L’écriture de Primo Levi dans Si c’est un homme

, par BERNOLLE Marie-Anne, Chargée de mission pour l’Inspection de Lettres

Bibliographie

 Shoah, Mémoire et écriture : Primo Levi et le dialogue des savoirs. Actes du colloque de Nancy, 11 Mai 1996. L’Harmattan, Paris, 1997.
 Myriam Anissimov, La tragédie d’un optimiste (op. cit.)
 Primo Levi, Le Système périodique
 Primo Levi, La Trêve

Place de Primo Levi dans la littérature du XXème siècle

Un écrivain né de la Shoah

Primo Levi est devenu écrivain « par hasard ».

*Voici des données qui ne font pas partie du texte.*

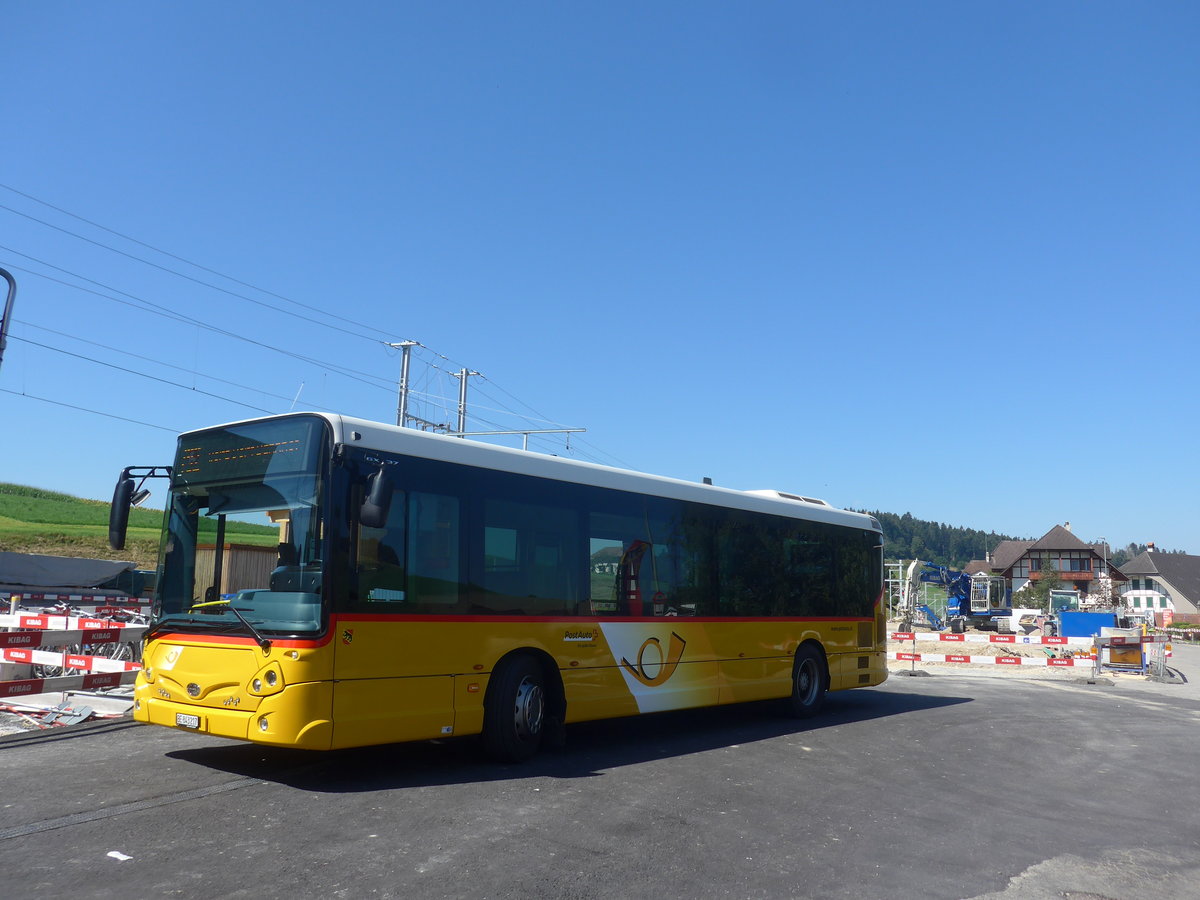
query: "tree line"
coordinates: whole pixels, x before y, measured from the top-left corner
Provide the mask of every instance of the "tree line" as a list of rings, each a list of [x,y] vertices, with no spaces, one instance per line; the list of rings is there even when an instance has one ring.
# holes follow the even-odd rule
[[[883,553],[888,559],[921,559],[936,563],[939,566],[949,566],[952,569],[962,569],[973,559],[986,559],[987,554],[996,549],[1001,541],[1033,540],[1033,538],[1013,537],[995,531],[981,531],[978,528],[963,528],[959,525],[945,525],[941,522],[929,522],[918,519],[912,513],[897,515],[896,513],[880,512],[878,510],[860,510],[874,516],[883,527]],[[1086,541],[1085,541],[1086,543]],[[1109,559],[1114,566],[1123,566],[1135,556],[1146,552],[1146,544],[1126,544],[1124,547],[1110,547]],[[1183,550],[1161,550],[1156,553],[1183,553]]]
[[[995,531],[928,522],[912,513],[864,512],[883,527],[883,554],[888,559],[923,559],[961,569],[973,559],[984,559],[1001,541],[1022,540]]]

Son destin d’écrivain s’inscrit en rupture par rapport à ce à quoi le destinaient ses intérêts premiers, ses études. C’était certes un homme de culture, mais attiré d’abord par les sciences.

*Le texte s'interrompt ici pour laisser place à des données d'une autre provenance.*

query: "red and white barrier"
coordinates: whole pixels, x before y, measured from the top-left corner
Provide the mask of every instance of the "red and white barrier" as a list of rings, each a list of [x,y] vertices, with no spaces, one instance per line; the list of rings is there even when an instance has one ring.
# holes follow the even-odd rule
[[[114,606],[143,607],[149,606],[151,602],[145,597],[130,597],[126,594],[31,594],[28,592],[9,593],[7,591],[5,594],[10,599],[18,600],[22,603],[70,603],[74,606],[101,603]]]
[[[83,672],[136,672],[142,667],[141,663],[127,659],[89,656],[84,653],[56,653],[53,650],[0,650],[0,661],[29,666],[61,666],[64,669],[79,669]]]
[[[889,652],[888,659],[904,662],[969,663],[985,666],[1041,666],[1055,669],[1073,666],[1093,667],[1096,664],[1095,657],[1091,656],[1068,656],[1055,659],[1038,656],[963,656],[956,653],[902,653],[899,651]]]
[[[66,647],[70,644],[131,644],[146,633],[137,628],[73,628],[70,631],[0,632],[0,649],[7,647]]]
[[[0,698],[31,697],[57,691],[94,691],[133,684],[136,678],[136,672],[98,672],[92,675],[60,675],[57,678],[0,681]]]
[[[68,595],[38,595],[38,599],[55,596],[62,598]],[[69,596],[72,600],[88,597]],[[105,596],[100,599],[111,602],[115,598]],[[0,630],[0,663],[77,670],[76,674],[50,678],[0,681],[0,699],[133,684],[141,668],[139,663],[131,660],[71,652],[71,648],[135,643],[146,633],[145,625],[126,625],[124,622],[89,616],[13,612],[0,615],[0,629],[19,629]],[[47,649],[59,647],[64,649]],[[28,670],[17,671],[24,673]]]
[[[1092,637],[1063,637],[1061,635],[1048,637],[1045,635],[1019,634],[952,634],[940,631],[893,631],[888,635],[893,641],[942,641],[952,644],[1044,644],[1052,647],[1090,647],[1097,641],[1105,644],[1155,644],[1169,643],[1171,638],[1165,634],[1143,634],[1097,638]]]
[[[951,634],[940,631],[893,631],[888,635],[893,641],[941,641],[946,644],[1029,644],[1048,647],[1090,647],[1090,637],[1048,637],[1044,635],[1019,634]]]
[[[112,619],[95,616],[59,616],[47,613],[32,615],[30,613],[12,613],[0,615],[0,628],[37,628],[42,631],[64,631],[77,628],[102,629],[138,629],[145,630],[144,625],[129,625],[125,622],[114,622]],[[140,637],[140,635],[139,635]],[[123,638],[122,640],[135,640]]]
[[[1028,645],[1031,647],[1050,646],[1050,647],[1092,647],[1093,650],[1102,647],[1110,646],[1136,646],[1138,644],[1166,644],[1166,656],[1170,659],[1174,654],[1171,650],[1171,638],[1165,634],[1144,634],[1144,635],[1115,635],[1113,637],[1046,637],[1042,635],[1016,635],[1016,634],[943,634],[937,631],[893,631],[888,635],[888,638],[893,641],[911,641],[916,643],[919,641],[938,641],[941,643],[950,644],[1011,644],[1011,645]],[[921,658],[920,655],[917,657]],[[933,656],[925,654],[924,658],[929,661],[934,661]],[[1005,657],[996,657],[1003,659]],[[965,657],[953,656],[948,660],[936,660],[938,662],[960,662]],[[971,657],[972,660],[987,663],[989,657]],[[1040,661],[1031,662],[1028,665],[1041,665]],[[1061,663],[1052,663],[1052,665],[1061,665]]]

L’écriture est venue chez Levi sous l’impulsion de la nécessité de garder en mémoire, de mettre en réserve les détails du temps présent vécu.

En quelque sorte, c’est l’énormité de la chose vécue qui a fait naître l’écrivain.

Cette expérience est aussi la matière de ses oeuvres

Cette même expérience vécue est aussi la matière à partir de laquelle Levi fabrique ( dans le sens de créer, en pensant au grec poeiên, à la poiêsis) ses oeuvres.

Toute l’oeuvre de Levi ramène à l’expérience du Lager, jusqu’à sa poésie et ses nouvelles, par le biais, au moins, d’un réseau lexical et métaphorique. Toute son oeuvre s’inscrit en effet dans une cohérence du questionnement.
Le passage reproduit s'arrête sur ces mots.